= Alan Holyoake =

British businessman and philatelist (born 1945)

Alan Manfred Holyoake (born December 1945) is a British businessman and philatelist who is a specialist in the stamps and postal history of Great Britain and a fellow of the Royal Philatelic Society London.

Holyoake "made his fortune in the fish business" and first invested in stamps when he read a May 2001 The Daily Telegraph article about Queen Elizabeth II selling part of her stamp collection, which he subsequently bought. In 2016, the Sunday Telegraph described him as "one of the world's most successful stamp collectors".

Holyoake was awarded the Grand Prix for the best exhibit at the London 2010 International Stamp Exhibition for his display of The First Line Engraved Postage Stamps. In 2017 he was appointed to the Roll of Distinguished Philatelists.

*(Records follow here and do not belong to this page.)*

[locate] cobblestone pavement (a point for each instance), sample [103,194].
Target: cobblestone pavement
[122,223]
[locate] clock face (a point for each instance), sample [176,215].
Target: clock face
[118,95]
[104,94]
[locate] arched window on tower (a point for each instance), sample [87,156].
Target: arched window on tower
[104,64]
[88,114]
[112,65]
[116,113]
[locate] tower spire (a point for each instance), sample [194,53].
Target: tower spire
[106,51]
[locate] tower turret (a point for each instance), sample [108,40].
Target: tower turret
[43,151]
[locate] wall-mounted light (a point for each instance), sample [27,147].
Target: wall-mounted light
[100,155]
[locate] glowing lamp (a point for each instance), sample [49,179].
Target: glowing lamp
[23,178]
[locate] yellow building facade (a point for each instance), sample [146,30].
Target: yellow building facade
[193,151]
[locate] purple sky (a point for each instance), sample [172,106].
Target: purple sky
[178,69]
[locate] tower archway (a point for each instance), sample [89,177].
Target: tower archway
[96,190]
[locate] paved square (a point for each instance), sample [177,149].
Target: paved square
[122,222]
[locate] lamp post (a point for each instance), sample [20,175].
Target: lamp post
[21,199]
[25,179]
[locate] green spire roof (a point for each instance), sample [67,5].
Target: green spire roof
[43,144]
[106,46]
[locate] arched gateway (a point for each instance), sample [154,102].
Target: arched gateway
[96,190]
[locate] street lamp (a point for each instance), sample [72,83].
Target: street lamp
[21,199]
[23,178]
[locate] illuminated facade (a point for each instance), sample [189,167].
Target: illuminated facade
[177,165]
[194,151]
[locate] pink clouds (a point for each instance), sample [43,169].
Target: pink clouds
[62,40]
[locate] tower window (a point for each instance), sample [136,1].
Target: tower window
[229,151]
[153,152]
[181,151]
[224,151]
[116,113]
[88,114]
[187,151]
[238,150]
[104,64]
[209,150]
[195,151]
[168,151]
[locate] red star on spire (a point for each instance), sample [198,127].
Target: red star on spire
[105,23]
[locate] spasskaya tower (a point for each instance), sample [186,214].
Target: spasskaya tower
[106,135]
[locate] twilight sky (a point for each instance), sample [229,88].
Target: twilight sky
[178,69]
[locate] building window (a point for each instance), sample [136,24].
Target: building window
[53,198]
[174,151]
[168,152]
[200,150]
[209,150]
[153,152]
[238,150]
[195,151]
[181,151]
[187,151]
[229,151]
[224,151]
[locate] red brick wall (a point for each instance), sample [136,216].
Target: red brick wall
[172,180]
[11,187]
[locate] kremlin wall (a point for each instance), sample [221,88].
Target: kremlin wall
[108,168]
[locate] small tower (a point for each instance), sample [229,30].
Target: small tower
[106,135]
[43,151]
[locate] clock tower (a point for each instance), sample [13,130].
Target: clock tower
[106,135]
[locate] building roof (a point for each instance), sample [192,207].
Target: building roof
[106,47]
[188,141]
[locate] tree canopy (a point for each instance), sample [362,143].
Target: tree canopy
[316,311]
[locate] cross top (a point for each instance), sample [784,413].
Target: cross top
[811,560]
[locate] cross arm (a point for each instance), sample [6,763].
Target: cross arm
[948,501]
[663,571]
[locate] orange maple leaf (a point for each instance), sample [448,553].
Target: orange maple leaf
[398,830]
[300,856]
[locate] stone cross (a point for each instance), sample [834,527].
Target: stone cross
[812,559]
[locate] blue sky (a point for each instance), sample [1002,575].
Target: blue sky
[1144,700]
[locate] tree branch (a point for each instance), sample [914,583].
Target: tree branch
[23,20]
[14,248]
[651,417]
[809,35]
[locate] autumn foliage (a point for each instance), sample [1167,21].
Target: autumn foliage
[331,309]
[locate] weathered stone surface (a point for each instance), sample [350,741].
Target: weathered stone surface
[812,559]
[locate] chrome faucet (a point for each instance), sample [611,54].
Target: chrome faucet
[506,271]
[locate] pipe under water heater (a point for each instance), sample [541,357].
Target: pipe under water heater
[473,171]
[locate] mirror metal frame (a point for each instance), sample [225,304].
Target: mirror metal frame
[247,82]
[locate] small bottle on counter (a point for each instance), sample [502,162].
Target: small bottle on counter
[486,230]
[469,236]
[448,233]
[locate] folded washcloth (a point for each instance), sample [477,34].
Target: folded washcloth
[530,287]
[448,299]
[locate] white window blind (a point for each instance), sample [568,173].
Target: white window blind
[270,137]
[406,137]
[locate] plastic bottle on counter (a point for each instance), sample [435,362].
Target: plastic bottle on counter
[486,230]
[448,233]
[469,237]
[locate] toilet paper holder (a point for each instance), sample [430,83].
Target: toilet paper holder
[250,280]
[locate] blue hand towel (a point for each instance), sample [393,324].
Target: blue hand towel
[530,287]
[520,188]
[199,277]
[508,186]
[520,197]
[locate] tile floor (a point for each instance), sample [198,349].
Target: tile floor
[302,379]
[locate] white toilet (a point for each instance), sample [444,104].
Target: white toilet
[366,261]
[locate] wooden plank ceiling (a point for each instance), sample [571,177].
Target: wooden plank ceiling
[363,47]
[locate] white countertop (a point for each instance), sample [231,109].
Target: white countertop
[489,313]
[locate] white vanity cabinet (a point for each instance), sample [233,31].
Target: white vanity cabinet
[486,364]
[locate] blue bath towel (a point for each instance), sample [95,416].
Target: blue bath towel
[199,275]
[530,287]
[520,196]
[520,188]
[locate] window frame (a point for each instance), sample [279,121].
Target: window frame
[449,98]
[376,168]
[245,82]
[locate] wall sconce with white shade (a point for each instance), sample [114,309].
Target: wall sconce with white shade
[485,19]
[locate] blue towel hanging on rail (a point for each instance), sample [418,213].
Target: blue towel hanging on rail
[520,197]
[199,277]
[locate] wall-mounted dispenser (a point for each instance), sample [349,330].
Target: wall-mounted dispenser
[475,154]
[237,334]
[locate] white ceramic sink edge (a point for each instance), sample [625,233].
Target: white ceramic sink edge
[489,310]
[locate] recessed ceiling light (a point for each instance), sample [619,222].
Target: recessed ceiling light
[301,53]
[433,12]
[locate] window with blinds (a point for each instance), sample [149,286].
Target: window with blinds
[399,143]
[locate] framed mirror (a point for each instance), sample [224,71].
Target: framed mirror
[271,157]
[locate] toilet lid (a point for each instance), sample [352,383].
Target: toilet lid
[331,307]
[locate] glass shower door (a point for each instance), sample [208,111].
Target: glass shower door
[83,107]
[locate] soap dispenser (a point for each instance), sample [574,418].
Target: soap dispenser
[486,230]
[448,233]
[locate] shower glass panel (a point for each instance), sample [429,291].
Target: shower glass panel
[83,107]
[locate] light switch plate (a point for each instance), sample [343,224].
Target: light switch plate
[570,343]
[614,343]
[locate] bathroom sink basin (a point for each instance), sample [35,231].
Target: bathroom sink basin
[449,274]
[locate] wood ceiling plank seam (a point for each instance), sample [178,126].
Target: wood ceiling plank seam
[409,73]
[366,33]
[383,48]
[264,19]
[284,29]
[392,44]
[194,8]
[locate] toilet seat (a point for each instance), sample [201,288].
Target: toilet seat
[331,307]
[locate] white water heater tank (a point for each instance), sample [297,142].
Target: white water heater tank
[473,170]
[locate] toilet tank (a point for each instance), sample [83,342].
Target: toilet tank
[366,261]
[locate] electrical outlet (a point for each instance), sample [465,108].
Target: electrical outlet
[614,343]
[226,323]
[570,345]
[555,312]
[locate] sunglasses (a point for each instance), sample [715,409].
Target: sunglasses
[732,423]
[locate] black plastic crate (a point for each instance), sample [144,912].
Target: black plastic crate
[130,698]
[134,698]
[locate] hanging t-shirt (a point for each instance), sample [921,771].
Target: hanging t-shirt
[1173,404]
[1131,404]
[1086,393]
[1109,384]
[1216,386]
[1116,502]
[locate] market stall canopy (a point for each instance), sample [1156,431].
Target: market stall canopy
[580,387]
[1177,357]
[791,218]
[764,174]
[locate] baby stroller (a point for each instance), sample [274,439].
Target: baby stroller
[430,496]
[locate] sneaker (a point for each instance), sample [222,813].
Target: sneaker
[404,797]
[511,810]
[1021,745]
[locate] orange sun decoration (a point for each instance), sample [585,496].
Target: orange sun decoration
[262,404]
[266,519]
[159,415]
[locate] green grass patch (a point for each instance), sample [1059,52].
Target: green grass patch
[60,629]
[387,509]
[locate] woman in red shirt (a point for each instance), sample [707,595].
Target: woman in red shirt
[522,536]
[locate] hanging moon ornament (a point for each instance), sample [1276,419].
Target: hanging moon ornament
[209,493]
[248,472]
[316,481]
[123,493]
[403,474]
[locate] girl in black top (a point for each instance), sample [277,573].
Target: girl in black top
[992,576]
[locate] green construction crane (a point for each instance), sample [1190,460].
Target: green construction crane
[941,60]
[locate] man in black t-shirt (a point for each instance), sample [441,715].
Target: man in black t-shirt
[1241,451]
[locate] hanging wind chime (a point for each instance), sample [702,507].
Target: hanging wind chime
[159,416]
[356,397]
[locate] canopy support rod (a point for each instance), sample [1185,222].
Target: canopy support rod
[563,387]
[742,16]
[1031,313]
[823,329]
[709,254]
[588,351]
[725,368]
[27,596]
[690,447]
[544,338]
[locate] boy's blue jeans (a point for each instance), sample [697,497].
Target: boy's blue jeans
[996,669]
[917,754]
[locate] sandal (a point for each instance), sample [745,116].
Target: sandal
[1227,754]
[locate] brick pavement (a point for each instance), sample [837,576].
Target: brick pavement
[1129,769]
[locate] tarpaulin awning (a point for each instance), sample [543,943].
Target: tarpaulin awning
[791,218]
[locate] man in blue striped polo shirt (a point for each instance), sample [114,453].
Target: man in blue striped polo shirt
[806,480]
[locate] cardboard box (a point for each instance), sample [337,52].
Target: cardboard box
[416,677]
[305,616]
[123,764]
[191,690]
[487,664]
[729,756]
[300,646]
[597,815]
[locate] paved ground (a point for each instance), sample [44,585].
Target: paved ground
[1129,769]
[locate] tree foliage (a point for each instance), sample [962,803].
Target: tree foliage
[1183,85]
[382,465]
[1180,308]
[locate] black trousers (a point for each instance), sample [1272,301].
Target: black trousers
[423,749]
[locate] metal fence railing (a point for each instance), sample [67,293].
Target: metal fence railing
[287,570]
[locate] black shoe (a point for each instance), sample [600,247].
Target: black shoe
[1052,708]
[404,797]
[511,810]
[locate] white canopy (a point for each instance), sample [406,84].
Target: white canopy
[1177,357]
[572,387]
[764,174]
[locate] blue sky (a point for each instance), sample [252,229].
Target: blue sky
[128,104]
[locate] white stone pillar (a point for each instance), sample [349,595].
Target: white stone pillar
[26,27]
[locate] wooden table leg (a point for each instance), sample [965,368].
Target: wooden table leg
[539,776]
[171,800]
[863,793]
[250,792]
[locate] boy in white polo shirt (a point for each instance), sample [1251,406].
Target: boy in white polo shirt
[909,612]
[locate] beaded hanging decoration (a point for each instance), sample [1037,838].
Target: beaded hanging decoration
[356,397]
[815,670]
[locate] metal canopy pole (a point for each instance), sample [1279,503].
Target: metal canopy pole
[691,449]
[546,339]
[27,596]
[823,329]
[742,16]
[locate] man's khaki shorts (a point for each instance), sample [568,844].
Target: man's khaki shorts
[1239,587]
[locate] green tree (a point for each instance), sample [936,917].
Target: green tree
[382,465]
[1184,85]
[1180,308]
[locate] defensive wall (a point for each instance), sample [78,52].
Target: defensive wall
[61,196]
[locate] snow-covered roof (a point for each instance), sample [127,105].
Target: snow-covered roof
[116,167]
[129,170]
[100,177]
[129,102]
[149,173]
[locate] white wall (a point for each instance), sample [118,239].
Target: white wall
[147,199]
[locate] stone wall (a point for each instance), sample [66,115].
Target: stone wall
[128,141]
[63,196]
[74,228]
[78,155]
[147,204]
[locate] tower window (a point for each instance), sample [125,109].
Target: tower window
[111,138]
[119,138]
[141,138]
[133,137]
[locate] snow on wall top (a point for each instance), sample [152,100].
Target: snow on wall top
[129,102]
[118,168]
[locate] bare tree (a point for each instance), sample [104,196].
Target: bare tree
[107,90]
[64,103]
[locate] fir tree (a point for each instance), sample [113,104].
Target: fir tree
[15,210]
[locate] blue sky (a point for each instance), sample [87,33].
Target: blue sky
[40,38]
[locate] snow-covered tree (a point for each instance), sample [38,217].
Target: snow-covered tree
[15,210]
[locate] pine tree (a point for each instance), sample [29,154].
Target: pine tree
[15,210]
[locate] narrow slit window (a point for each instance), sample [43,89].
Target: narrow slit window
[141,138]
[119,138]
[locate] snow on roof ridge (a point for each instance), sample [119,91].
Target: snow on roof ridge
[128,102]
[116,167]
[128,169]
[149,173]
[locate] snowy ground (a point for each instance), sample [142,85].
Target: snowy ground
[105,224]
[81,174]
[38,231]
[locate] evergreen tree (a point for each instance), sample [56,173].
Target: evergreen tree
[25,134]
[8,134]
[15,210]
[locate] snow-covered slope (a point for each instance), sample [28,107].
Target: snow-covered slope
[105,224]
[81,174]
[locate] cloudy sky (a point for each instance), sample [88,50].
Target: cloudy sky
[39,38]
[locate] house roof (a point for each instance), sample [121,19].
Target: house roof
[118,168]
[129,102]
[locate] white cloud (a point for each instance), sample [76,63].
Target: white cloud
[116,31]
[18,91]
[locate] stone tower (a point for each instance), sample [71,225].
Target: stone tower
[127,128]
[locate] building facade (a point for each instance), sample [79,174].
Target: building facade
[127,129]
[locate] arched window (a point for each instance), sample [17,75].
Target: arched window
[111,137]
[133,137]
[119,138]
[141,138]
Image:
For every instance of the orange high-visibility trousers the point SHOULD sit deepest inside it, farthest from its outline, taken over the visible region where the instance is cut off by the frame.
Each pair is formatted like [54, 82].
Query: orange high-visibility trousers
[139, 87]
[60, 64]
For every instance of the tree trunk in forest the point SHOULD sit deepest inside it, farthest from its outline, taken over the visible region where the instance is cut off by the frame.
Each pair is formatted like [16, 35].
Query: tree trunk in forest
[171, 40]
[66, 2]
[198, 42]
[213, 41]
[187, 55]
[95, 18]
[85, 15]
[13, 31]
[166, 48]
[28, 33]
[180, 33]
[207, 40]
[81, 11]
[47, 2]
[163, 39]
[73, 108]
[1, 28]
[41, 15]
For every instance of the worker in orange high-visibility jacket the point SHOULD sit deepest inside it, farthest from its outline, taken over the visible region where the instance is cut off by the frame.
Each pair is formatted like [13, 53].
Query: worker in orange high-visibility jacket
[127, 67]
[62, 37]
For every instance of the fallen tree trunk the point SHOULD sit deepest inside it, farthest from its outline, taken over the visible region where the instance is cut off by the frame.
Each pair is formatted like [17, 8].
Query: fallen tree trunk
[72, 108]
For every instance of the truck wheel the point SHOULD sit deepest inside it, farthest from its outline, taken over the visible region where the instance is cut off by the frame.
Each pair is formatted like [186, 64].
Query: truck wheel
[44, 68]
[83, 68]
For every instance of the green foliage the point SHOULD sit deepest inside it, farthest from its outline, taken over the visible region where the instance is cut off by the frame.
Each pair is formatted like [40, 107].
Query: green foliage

In December 2021, a stamp owned by Holyoake, described as the first Penny Black, attached to a piece of card known as the "Wallace document", was offered for sale through action by Sotheby's. However, it failed to sell. Holyoake had bought the document a decade earlier for less than £50,000, when it was rumoured that the stamp was one of the first Penny Blacks to have been printed. In the intervening period, the Royal Philatelic Society and the British Philatelic Association had certified the stamp, significantly raising its value.

==Selected publications==
- Great Britain: the development and use of the first issues. Collectors Club of New York, 2009. OCLC No. 785955712
- Great Britain secured delivery of mail 1450-1862. The Great Britain Philatelic Society, 2012.